Google is going through a transition period. Following the launch of ChatGPT in November 2022, the company’s management issued a “code red” and told some its teams to switch their focus to artificial intelligence (AI).
Despite a lukewarm reception, Bard, Google’s direct competitor to ChatGPT, for example, has some interesting features and we’ve already been using it for research. Unlike ChatGPT, the free tool is connected to the internet.
But Google’s AI efforts extend much further than that and some offer real potential for corporate content creation. From tools that can generate music from just a text prompt to an AI-powered take on the ‘universal translator’ from Star Trek, the company is embodying its CEO Sundar Pichai’s assertion earlier this year that AI will impact “every product across every company”.
Through its Lab Sessions initiative, Google is “collaborating with visionaries – from artists to academics, scientists to students, creators to entrepreneurs” to shape the development of its myriad emerging tools and technologies. These are always worth keeping an eye on for a glimpse into the future, but it’s the company’s latest experiment, TextFX, which has really caught our eye here at Wardour.
TextFX is a collaboration with the Grammy-winning rapper Lupe Fiasco, who you might remember from his 2007 hit ‘Superstar’. Fiasco is known for his complex lyrics, which often deconstruct and play with language in unexpected ways. Google sought to harness the power of its large language model (LLM) PaLM – its own version of the technology that drives ChatGPT – to explore how AI might be used to help “rappers, writers and wordsmiths” to boost their creativity.
The result is a suite of ten free-to-use tools, each designed to “expand the writing process by generating creative possibilities within text and language”. Our early analysis suggests that it has real possibilities in supporting the creative process at the early stages of projects. We predict this tool, or one very like it, will soon be a regular fixture at early brainstorm meetings where marketing campaigns are being planned. What should the campaign strapline be? Why not get a few ideas from TextFX.”
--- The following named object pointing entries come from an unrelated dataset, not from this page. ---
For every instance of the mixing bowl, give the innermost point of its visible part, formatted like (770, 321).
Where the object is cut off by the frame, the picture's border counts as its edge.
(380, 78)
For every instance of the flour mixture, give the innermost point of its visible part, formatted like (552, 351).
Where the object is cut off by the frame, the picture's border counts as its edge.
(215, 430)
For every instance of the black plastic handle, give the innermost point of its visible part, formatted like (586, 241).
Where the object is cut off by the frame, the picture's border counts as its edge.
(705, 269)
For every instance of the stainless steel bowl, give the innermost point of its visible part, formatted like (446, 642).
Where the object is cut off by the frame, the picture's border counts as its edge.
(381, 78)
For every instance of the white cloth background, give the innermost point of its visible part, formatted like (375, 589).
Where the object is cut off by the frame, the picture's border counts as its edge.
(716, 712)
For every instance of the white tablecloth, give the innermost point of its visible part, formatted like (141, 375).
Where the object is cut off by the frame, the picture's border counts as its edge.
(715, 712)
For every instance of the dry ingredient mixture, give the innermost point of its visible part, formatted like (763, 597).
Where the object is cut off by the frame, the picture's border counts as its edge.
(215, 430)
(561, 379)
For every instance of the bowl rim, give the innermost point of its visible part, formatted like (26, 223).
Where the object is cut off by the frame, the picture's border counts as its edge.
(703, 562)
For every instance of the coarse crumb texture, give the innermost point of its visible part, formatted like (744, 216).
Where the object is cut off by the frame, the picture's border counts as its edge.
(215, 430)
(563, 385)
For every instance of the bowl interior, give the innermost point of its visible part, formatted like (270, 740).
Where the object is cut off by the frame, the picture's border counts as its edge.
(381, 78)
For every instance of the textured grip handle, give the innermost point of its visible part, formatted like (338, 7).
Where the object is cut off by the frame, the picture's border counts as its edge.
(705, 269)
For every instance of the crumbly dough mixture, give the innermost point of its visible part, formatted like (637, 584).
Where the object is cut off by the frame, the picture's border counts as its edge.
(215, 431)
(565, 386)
The site has a beautiful interface, with each tool given its own unique colour and icon, along with a short video, and you can pin your favourite outputs and see them together. There’s also an option to “look under the hood”, revealing more technical information about how each tool in the suite works, which feels unusual in the world of AI tools often described as “black boxes”.
Some of these tools have functions that will already be familiar to writers, like the simile and acronym generator tools. Others, like the ‘explode’ tool, are more novel. This one breaks down words into homophonous phrases, which sound the same but have a different.
Take the word ‘expressway’ as an example. Taken at face value, you’re talking about “a wide road for fast-moving traffic” (according to the Cambridge Dictionary). But ‘ex’ can mean ‘former’ (or, more recently, might refer to the social network formerly known as Twitter); ‘press’ might refer to the verb, the football tactic, or the media; while ‘way’, said aloud, might be ‘way’, ‘weigh’ or even ‘whey’. There’s a lot of potential meaning buried in those three syllables.
The ‘unexpect’ tool aims to “make a scene more unexpected and imaginative” and its possibilities for marketing campaigns are clear. Input “writing a novel”, for example, and it suggests writing on a roll of toilet paper with a crayon, or using emojis instead of words. The ‘scene’ tool, on the other hand, is for “generating sensor details”: input “eating lunch”, and the tool offers “the sound of seagulls squawking overhead”. The tools even include a “temperature” slider, which lets you adjust the randomness of the outputs on a scale of 0 to 1.
The idea, Google says, is to explore “the potential of AI to augment human creativity”, and we can certainly see how TextFX might come in handy to spark ideas. It’s also a great example of how good UX design can make a complex piece of technology more accessible. The tool’s lexical focus means hallucination is probably less of a concern than it is for question and answer tools like ChatGPT (and might even make it more useful), but other pitfalls associated with LLM tools still apply, like the copyright status of the data used to train them.
One thing is for sure: LLM technology is being embedded in so many pieces of software at the moment that engaging with it and figuring out its strengths (and weaknesses) is only becoming more important.